Y yo entonces le pregunté con más sorna que desdén: “¿Y qué es la verdad?”. Jesús calló entonces. Tal silencio al principio me desconcertó, pero enseguida entendí su significado. Me estaba insinuando que la verdad —¡la Verdad!— era él mismo, que él era la Verdad viviente, la suprema Verdad hecha hombre, la Verdad abofeteada y escupida y maniatada y zaherida, pero Verdad a fin de cuentas. Aquella arrogancia de creerse en posesión de la verdad (¡de creerse la Verdad misma!) me exasperó. Pues la verdad, en el muy dudoso caso de que exista, es irrelevante para quienes, como yo, profesamos la democracia; o, dicho más propiamente, la causa democrática está condenada a la derrota allá donde se acepta que puede accederse a la verdad y captarse valores absolutos. Al conocimiento humano sólo resultan accesibles valores y verdades relativas: sólo sobre la aceptación de esta premisa es posible una convivencia democrática en la que todas las opiniones valgan lo mismo y sean todas ellas respetables; sólo sobre la aceptación de esta premisa es concebible la existencia de legisladores que dicten leyes benéficas para que el pueblo pueda retozar como un cochinillo. En democracia, cada hombre puede crear su propia verdad, pues no se acepta la existencia de una Verdad universalmente válida sobre las cosas. En democracia, los hombres no aspiran a estar en posesión de la Verdad, sino a ser auténticos; o sea, a decir lo que sienten. Y la bendita suma de autenticidades logrará, mediante el juego de las mayorías y los consensos, un reinado universal de la felicidad.
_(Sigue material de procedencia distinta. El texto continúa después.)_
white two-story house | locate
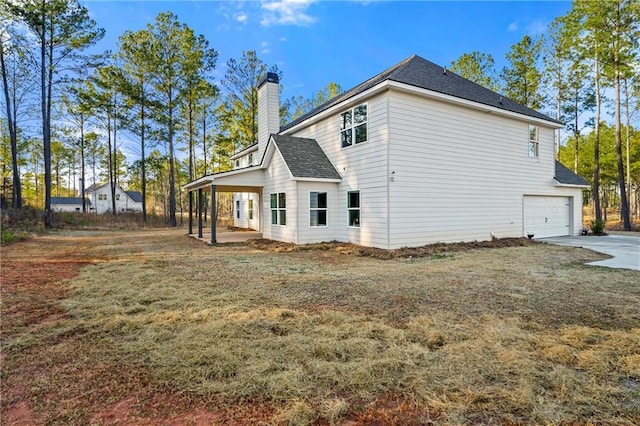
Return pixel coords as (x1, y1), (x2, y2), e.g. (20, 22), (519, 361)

Quédense la Verdad y su pesquisa para los totalitarios que gozan con la desdicha del género humano.
Y yo entonces le pregunté con más sorna que desdén: “¿Y qué es la verdad?”. Jesús calló entonces. Tal silencio al principio me desconcertó, pero enseguida entendí su significado. Me estaba insinuando que la verdad —¡la Verdad!— era él mismo, que él era la Verdad viviente, la suprema Verdad hecha hombre, la Verdad abofeteada y escupida y maniatada y zaherida, pero Verdad a fin de cuentas. Aquella arrogancia de creerse en posesión de la verdad (¡de creerse la Verdad misma!) me exasperó. Pues la verdad, en el muy dudoso caso de que exista, es irrelevante para quienes, como yo, profesamos la democracia; o, dicho más propiamente, la causa democrática está condenada a la derrota allá donde se acepta que puede accederse a la verdad y captarse valores absolutos. Al conocimiento humano sólo resultan accesibles valores y verdades relativas: sólo sobre la aceptación de esta premisa es posible una convivencia democrática en la que todas las opiniones valgan lo mismo y sean todas ellas respetables; sólo sobre la aceptación de esta premisa es concebible la existencia de legisladores que dicten leyes benéficas para que el pueblo pueda retozar como un cochinillo. En democracia, cada hombre puede crear su propia verdad, pues no se acepta la existencia de una Verdad universalmente válida sobre las cosas. En democracia, los hombres no aspiran a estar en posesión de la Verdad, sino a ser auténticos; o sea, a decir lo que sienten. Y la bendita suma de autenticidades logrará, mediante el juego de las mayorías y los consensos, un reinado universal de la felicidad. Quédense la Verdad y su pesquisa para los totalitarios que gozan con la desdicha del género humano.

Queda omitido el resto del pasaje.